Parker (1974), mendefinisikan difusi sebagai suatu proses
yang berperan memberi nilai tambah pada fungsi produksi atau proses ekonomi.
Difusi merupakan suatu tahapan dalam proses perubahan teknik (technical
change). Menurutnya difusi merupakan suatu tahapan dimana keuntungan dari
suatu inovasi berlaku umum. Dari inovator, inovasi diteruskan melalui pengguna
lain hingga akhirnya menjadi hal yang biasa dan diterima sebagai bagian dari
kegiatan produktif.
c.
Tujuan Difusi Inovasi
Tujuan utama difusi inovasi
adalah diadopsinya suatu inovasi oleh anggota sistem sosial tertentu. Anggota
sistem sosial dapat berupa individu, kelompok informal, organisasi dan atau sub
sistem.

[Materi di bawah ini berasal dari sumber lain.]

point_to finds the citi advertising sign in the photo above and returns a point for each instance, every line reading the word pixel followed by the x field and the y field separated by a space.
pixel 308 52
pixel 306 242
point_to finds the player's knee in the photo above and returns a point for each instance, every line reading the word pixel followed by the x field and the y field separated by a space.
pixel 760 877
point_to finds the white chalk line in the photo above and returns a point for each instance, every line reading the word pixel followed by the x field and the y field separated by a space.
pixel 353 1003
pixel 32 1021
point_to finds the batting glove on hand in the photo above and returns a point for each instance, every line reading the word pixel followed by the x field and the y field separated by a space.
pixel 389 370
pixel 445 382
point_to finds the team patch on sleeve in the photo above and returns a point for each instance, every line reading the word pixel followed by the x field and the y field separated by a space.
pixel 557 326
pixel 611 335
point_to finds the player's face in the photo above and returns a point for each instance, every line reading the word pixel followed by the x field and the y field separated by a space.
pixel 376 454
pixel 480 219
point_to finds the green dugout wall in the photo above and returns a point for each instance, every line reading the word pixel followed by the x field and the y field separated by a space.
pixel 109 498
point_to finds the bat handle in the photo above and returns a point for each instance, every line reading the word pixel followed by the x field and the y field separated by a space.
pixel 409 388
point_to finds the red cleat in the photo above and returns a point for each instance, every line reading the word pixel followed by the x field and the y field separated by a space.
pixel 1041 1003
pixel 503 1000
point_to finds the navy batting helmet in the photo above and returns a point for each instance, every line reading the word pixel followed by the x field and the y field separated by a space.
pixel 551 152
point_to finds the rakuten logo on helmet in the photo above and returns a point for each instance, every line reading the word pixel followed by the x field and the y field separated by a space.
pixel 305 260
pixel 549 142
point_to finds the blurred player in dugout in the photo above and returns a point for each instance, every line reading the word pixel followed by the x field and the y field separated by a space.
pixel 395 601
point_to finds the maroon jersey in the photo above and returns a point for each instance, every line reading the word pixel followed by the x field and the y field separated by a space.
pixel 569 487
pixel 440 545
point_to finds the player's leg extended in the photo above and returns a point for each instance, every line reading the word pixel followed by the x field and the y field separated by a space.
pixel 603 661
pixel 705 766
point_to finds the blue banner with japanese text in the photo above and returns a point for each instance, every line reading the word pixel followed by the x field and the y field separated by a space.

Selain itu tujuan dari inovasi adalah untuk mencapai kesetimbangan
dinamis dalam sistim sosial.
Teori Difusi Inovasi pada dasarnya menjelaskan proses
bagaimana suatu inovasi disampaikan (dikomunikasikan) melalui saluran-saluran
tertentu sepanjang waktu kepada sekelompok anggota dari sistem sosial. Hal
tersebut sejalan dengan pengertian difusi dari Rogers (1961), yaitu “as the
process by which an innovation is communicated through certain channels over
time among the members of a social system.” Lebih jauh dijelaskan bahwa difusi
adalah suatu bentuk komunikasi yang bersifat khusus berkaitan dengan
penyebaranan pesan-pesan yang berupa gagasan baru, atau dalam istilah Rogers
(1961) difusi menyangkut “which is the spread of a new idea from its source of
invention or creation to its ultimate users or adopters.”
d.
Unsur-unsur dalam Proses Difusi Inovasi
Proses difusi inovasi
melibatkan empat unsur utama, meliputi ;
1) Inovasi;
1) Inovasi;
Inovasi ini dapat berupa gagasan,
tindakan, atau barang yang dianggap baru oleh seseorang. Dalam hal ini,
kebaruan inovasi diukur secara subjektif menurut pandangan individu yang
menerimanya. Jika suatu ide dianggap baru oleh seseorang maka ia adalah inovasi
untuk orang itu. Konsep ’baru’ dalam ide yang inovatif tidak harus baru sama
sekali.
2) Saluran komunikasi;
Komunikasi adalah proses dimana
partisipan menciptakan dan berbagi informasi satu sama lain untuk mencapai
suatu pemahaman bersama. Seperti telah diungkapkan sebelumnya bahwa difusi
dapat dipandang sebagai suatu tipe komunikasi khusus dimana informasi yang
dipertukarkannya adalah ide baru (inovasi). Dengan demikian, esensi dari proses
difusi adalah pertukaran informasi dimana seorang individu mengkomunikasikan
suatu ide baru ke seseorang atau beberapa orang lain.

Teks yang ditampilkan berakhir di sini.